The Netherlands Institute for Neurosciences accommodates the Sleep Lab, the place where Eus van Someren (head of the Sleep and Cognition group) and his team study insomnia. “This is one of very few places where insomnia is researched so extensively and in such depth, by means of combining various cutting-edge methods.”

Is it unusual to study insomnia? Yes and no. No, because poor sleepers are a worldwide subject of clinical study. “But those studies tend to focus on sleepers who are thought to suffer from a sleeping disorder, such as sleep apnea or narcolepsy,” explains Van Someren. Yes, because the Sleep Lab is the only lab that carries out research into the most common sleeping disorder: “ordinary” poor sleep.

Some 10 percent of the population suffer from poor sleep.
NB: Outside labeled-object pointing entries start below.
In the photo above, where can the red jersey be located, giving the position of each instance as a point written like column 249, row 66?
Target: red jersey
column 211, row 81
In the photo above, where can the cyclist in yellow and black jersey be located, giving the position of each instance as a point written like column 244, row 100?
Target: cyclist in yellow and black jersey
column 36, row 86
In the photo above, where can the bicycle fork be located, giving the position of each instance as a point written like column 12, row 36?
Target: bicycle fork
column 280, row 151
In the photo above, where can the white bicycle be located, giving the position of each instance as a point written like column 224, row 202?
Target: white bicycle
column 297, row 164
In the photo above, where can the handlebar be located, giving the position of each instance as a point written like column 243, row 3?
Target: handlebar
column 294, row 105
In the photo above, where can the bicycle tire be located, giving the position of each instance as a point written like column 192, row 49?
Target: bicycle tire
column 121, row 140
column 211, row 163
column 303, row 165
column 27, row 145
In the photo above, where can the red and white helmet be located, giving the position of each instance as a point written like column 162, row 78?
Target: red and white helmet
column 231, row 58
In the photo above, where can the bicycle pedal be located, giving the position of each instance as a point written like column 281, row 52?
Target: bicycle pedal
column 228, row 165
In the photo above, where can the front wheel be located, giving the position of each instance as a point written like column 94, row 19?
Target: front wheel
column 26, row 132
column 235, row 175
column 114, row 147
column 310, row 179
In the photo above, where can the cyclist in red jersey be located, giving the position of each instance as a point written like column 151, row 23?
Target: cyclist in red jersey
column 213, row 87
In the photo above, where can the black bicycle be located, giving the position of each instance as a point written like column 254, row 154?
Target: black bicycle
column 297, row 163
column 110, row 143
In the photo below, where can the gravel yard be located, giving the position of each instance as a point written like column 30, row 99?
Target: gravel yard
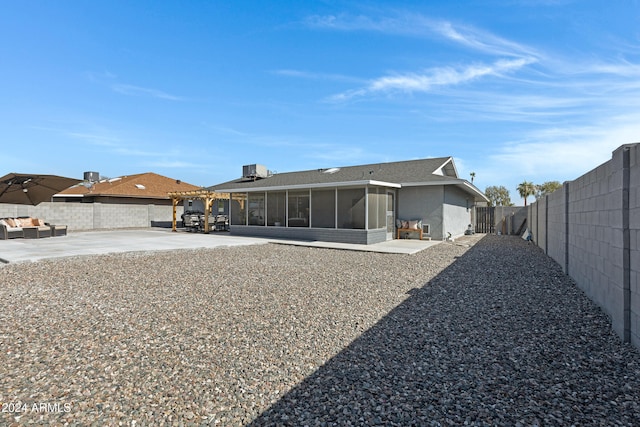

Insomnia as such is not deemed an official disease, although it is included in the DSM-5, the handbook for the classification of psychiatric disorders. Dutch health insurers do not cover treatment of insomnia, even though poor sleep may have very negative effects on an individual’s health, such as tiredness, exhaustion, depression, stress, cardiovascular disorders and obesity.

In the Sleep Lab, the Van Someren team carries out 24-hour measurements for one week every month on eight individuals who spend two nights at the lab. Van Someren: “We make brain scans in the morning or evening. Sometimes we also do transcranial magnetic stimulation (TMS). They sleep wearing an ‘electrode-cap’, which has 256 electrodes. Clinical examinations use 2 to 6 electrodes, and hardly ever yield a find. Because we measure 256 channels, we get a better image of where in the brain the deviating signal – if there is one – originates, and how the various parts of the brain communicate with each other during sleep.”

The Sleep Lab sleepers, selected from volunteers who participate in the sleep registry, are asked to keep a sleep diary in the week prior to the study and to wear a device on their wrist that registers their sleeping pattern. “We usually also have an extensive profile of these people. We know their personal characteristics, important events from their lives and their medical history.”

On the basis of data from the sleep registry, Van Someren is now able to distinguish four types of insomniacs. “We would now also like to study them in the lab.” Such as people with ‘paradoxical insomnia’, who claim they lie awake three to four nights a week, but whose clinical measurements indicate they sleep a solid six hours every night. “With the help of our sleep-EEG we want to take a closer look to see if perhaps there is something wrong with the connections between certain brain areas in these people. The combination of EEG, MRI and TMS measurements may provide an insight into the disrupted brain systems that give rise to sleep complaints.”